Sunday, 5 June 2011

A Gazebo for a Daschund

4th June 2011 Saturday


Listening to the radio this morning at breakfast - the interviewer, talking about pet accessories, says,


‘You are talking to a man who once bought a gazebo for a Daschund.’


My husband says, ‘I have no idea what that sentence means’.


In the night the heads of elderflowers and sliced lemons steeping in their sugar syrup turn into a deep pink sloppy gloop. I still follow the recipe, and pour ladle after ladle into a bowl draped with a hot j-cloth and squeeze as much as I can through the mesh with my hands. It feels like milking a soft leaking heart. The liquid that seeps out is the colour of clear pink rose petals. What’s left is a mass of tiny pale stars clinging to the cloth. Although it’s more like thick syrup than cordial it tastes like the perfume of a hot summer’s day and it makes enough to fill three empty wine bottles.

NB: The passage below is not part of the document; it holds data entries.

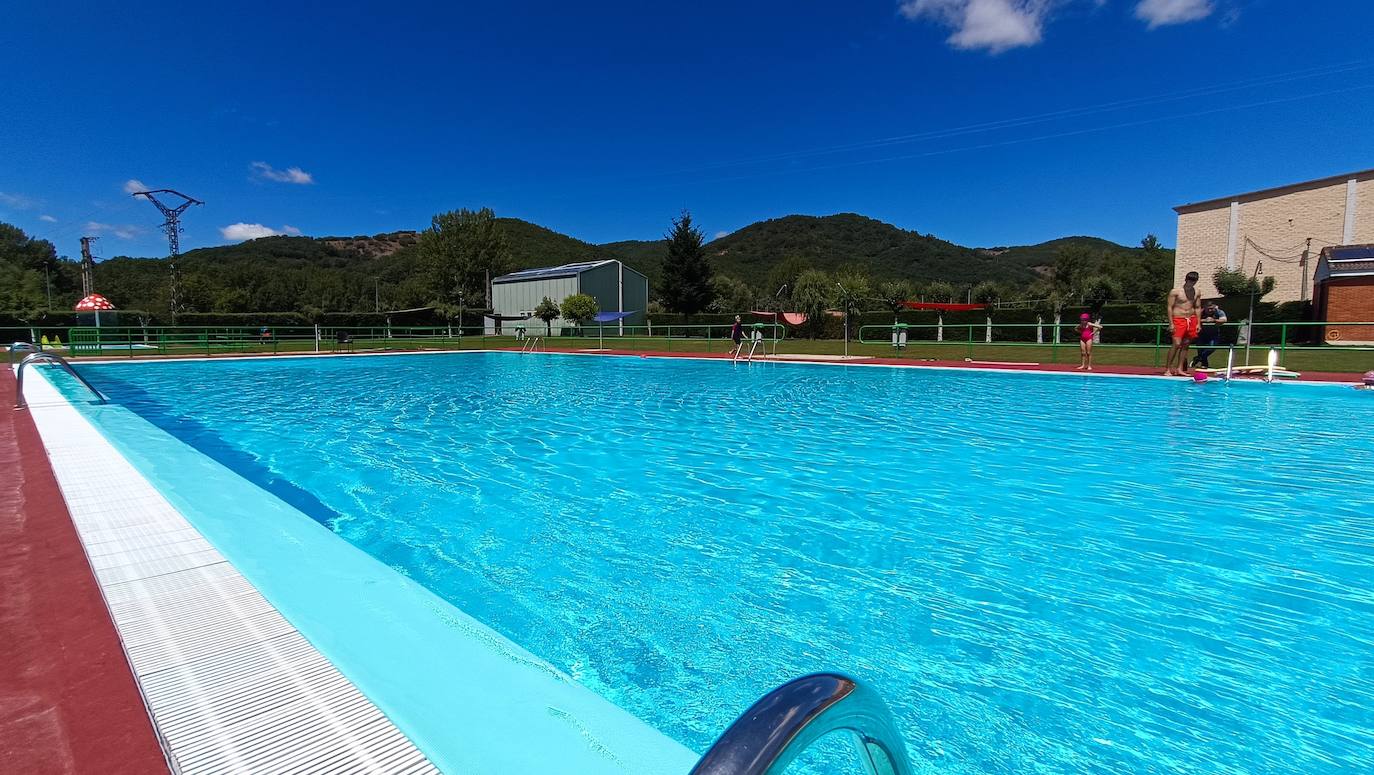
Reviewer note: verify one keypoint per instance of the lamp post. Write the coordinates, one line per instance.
(844, 301)
(1249, 320)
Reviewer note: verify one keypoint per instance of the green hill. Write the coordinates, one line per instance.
(359, 274)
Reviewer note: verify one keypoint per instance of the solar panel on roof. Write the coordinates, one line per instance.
(548, 272)
(1352, 252)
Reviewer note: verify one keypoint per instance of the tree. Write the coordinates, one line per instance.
(989, 294)
(547, 311)
(940, 291)
(459, 252)
(730, 294)
(579, 308)
(1235, 282)
(1098, 290)
(686, 274)
(1072, 265)
(851, 290)
(811, 296)
(782, 279)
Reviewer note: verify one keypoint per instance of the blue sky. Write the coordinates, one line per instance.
(981, 121)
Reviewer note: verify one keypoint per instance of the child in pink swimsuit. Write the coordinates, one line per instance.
(1087, 327)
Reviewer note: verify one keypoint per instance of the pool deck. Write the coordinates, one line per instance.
(1109, 370)
(68, 697)
(230, 683)
(914, 363)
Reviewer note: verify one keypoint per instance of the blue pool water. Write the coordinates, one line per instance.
(1040, 573)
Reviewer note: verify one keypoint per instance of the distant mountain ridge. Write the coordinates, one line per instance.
(384, 271)
(823, 242)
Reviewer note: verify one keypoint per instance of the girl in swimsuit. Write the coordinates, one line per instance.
(1087, 327)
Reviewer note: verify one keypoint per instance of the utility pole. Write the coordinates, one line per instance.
(87, 267)
(171, 227)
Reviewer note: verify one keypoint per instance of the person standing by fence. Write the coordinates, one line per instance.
(1209, 334)
(1185, 305)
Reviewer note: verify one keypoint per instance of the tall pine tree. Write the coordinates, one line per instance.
(686, 281)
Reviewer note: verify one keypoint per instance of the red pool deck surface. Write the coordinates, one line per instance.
(68, 698)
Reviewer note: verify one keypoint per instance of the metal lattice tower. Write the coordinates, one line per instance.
(87, 267)
(172, 227)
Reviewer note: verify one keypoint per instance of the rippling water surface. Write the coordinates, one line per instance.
(1040, 573)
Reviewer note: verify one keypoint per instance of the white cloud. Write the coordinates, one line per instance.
(991, 25)
(289, 175)
(15, 201)
(1160, 13)
(241, 231)
(122, 231)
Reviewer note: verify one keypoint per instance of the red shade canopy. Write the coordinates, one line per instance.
(94, 302)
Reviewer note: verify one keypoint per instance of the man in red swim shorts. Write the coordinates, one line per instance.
(1185, 308)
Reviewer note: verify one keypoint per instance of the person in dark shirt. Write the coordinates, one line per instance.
(1209, 333)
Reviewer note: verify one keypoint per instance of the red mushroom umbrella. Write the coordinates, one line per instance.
(94, 302)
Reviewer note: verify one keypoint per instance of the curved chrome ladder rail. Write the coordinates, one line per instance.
(776, 728)
(36, 357)
(22, 348)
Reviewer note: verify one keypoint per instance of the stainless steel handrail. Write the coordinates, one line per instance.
(18, 388)
(21, 348)
(776, 728)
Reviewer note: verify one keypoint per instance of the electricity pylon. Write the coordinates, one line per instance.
(87, 267)
(172, 227)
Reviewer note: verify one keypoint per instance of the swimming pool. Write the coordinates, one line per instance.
(1040, 573)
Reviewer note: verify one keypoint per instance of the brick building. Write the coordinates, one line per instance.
(1282, 230)
(1344, 293)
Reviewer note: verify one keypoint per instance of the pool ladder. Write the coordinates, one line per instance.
(776, 728)
(40, 357)
(753, 345)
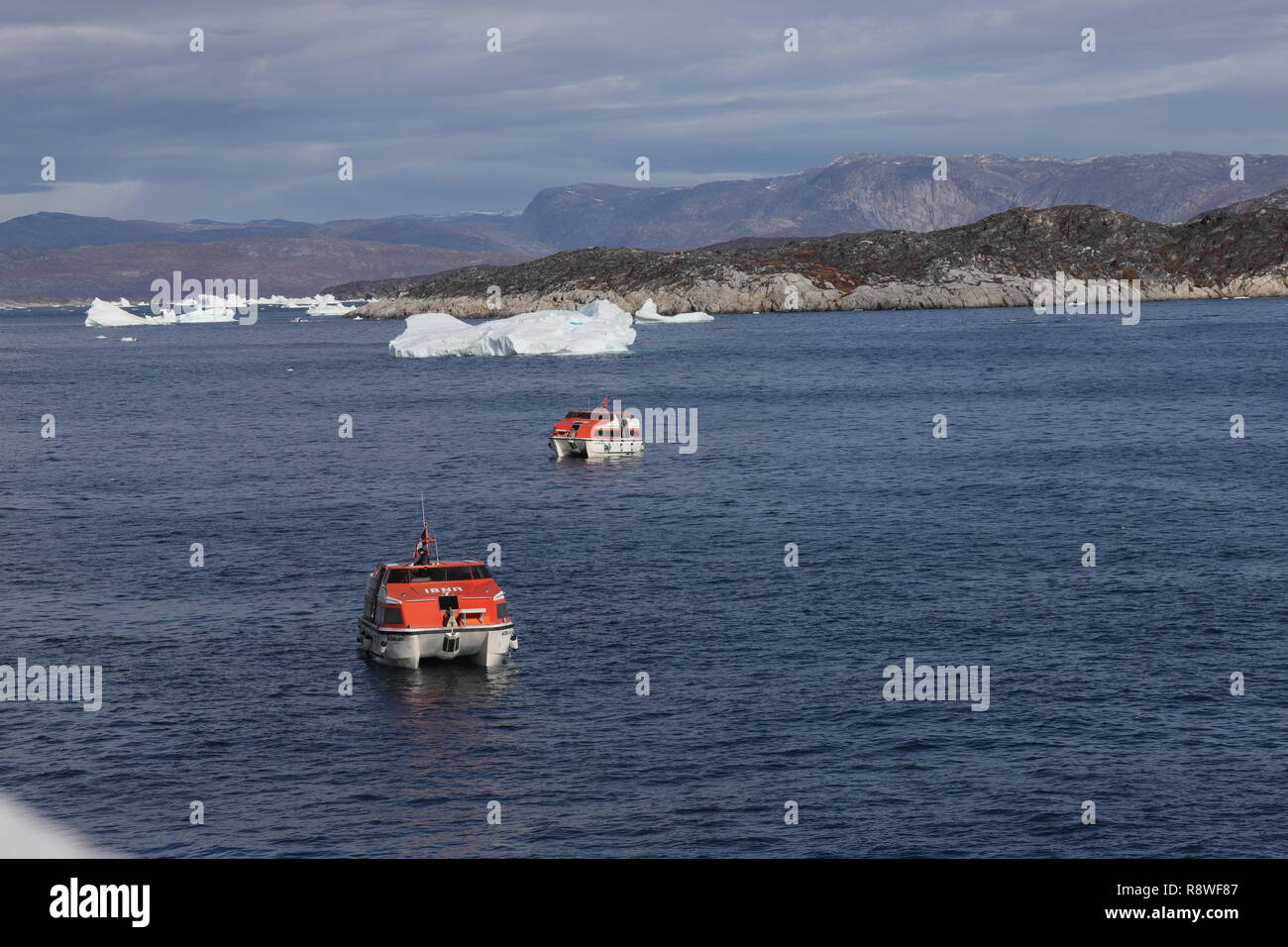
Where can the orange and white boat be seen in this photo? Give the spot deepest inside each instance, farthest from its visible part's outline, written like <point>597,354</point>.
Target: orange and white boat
<point>599,433</point>
<point>433,608</point>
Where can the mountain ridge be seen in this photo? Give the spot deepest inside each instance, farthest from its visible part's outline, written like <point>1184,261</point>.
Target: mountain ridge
<point>995,262</point>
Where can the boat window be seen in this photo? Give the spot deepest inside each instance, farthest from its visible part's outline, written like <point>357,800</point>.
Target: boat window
<point>432,574</point>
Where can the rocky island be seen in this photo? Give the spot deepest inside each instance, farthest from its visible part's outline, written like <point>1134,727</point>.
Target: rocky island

I take two of them to share for supper at my sister’s. My newly retired but still working elder sister, her daughter and her two longtime friends who feel like dear family members now, are visiting for the weekend. We arrive to the smell of asparagus risotto being lovingly stirred on the stove by my nearly Italian niece and her Italian friend. She is the one who taught her, and now me, that the risotto is ready when you stir it with the wooden spoon and it’s ‘come un’onda’ - like a wave. We laugh when I remind her and she stirs the pale creamy sea in the pan but says it’s not making waves today. Still, when we sit down later, after glasses of gin and tonic and pink elderflower champagne, the risotto tastes perfect - like love on a summer’s night.


We leave early - for me - because my husband has been working on the allotment all day. And because it is very tiring for him to follow conversations now, which could be full of words like gazebo or daschund, which trip him up and leave him on the edge. His world leaking into the dark.